While the PCA system is suited for managing risk in just about any equity, there are certain stocks that are considered prime candidates and can produce excellent profits over time. Since we know that theoretically, the sine wave pattern is optimal for the system, we are looking for stock that demonstrate similarities to this pattern on their charts.


The first consideration when choosing a stock for the system should be volatility. We want to find stocks that really move both up and down. The larger the price swings, or magnitude, the better. We are also must take into consideration the frequency of the moves. The more times the stock swings above and below the trend line, the more opportunities we will have to buy low and sell high. The good thing is that it's much easier to find stocks that go both up and down, than stocks that go straight up.

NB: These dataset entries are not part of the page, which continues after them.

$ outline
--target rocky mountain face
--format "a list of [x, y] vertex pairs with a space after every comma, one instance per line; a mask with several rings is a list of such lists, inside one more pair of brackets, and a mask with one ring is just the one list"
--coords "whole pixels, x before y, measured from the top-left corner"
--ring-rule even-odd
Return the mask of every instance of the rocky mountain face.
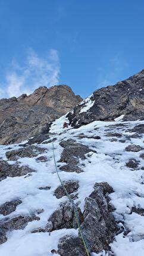
[[95, 120], [124, 121], [144, 119], [144, 70], [114, 86], [95, 90], [67, 115], [72, 126]]
[[143, 76], [0, 101], [1, 255], [144, 255]]
[[29, 96], [0, 100], [0, 144], [19, 142], [40, 133], [82, 101], [71, 88], [40, 87]]

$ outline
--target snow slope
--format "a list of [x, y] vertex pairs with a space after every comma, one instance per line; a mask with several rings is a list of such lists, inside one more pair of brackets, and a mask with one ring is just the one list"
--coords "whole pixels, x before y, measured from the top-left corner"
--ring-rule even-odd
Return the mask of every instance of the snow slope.
[[[133, 207], [144, 208], [144, 160], [140, 158], [140, 152], [127, 152], [127, 146], [131, 144], [143, 146], [143, 135], [141, 138], [132, 138], [129, 136], [134, 132], [130, 132], [129, 129], [142, 124], [143, 121], [120, 122], [94, 121], [82, 126], [79, 129], [62, 129], [62, 124], [65, 116], [57, 120], [50, 130], [51, 139], [55, 138], [54, 142], [55, 154], [57, 160], [60, 158], [62, 148], [59, 143], [62, 140], [71, 138], [77, 142], [88, 145], [92, 149], [96, 149], [97, 154], [89, 154], [87, 159], [80, 160], [83, 172], [80, 173], [68, 173], [59, 170], [62, 180], [70, 179], [79, 181], [78, 189], [80, 207], [83, 209], [84, 201], [93, 191], [95, 182], [107, 182], [114, 192], [110, 194], [111, 203], [115, 207], [114, 217], [123, 227], [123, 231], [115, 236], [115, 239], [110, 245], [111, 251], [115, 256], [143, 256], [144, 255], [144, 214], [140, 215], [132, 213]], [[115, 126], [122, 124], [126, 126]], [[109, 127], [109, 126], [110, 126]], [[117, 129], [118, 128], [118, 130]], [[86, 137], [81, 138], [79, 135], [83, 133]], [[119, 133], [121, 138], [107, 136], [108, 133]], [[101, 139], [89, 138], [90, 136], [99, 136]], [[112, 139], [115, 139], [112, 140]], [[121, 142], [120, 140], [125, 140]], [[54, 192], [60, 185], [55, 172], [52, 143], [40, 144], [39, 147], [46, 148], [45, 151], [39, 156], [48, 158], [46, 162], [36, 161], [38, 157], [33, 158], [21, 158], [18, 161], [21, 166], [29, 166], [36, 171], [32, 176], [7, 177], [1, 182], [0, 205], [6, 202], [20, 199], [23, 202], [15, 211], [8, 217], [11, 217], [20, 214], [36, 214], [37, 210], [43, 211], [37, 216], [40, 220], [29, 222], [23, 230], [14, 230], [7, 234], [8, 241], [0, 245], [0, 255], [2, 256], [52, 256], [52, 249], [57, 249], [58, 240], [67, 234], [76, 235], [78, 230], [61, 229], [48, 233], [35, 233], [31, 232], [39, 227], [43, 227], [51, 214], [57, 209], [60, 203], [65, 200], [65, 196], [57, 199]], [[11, 149], [18, 148], [17, 144], [11, 145]], [[5, 152], [8, 146], [0, 146], [0, 158], [7, 160]], [[139, 161], [137, 170], [132, 170], [126, 166], [130, 158], [134, 158]], [[12, 164], [14, 161], [8, 161]], [[62, 166], [64, 163], [58, 163]], [[49, 186], [49, 190], [40, 190], [39, 187]], [[1, 219], [4, 216], [0, 214]], [[127, 235], [124, 234], [125, 229], [129, 230]], [[54, 255], [58, 255], [54, 254]], [[92, 255], [108, 255], [103, 251]]]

The next important consideration is fundamental stability of the stock. Since PCA is best suited as a long-term strategy, we want to make sure the companies we invest in will be around for the long haul. Some PCA users utilize a more short-term strategy, taking advantage of extremely volatile IPO's and internet stocks, but you must make sure you are comfortable with your own selection criteria and are willing to assume the added risk that comes along with investing in stocks that may not have a long-term track record.


Stocks that work well in the system possess several tendencies.

A highly volatile stock that has major percentage moves both up and down is well suited for the system. This type of stock is identified by a series of U and V patterns on the chart, where there is significant percentage change between the top and bottom of the pattern.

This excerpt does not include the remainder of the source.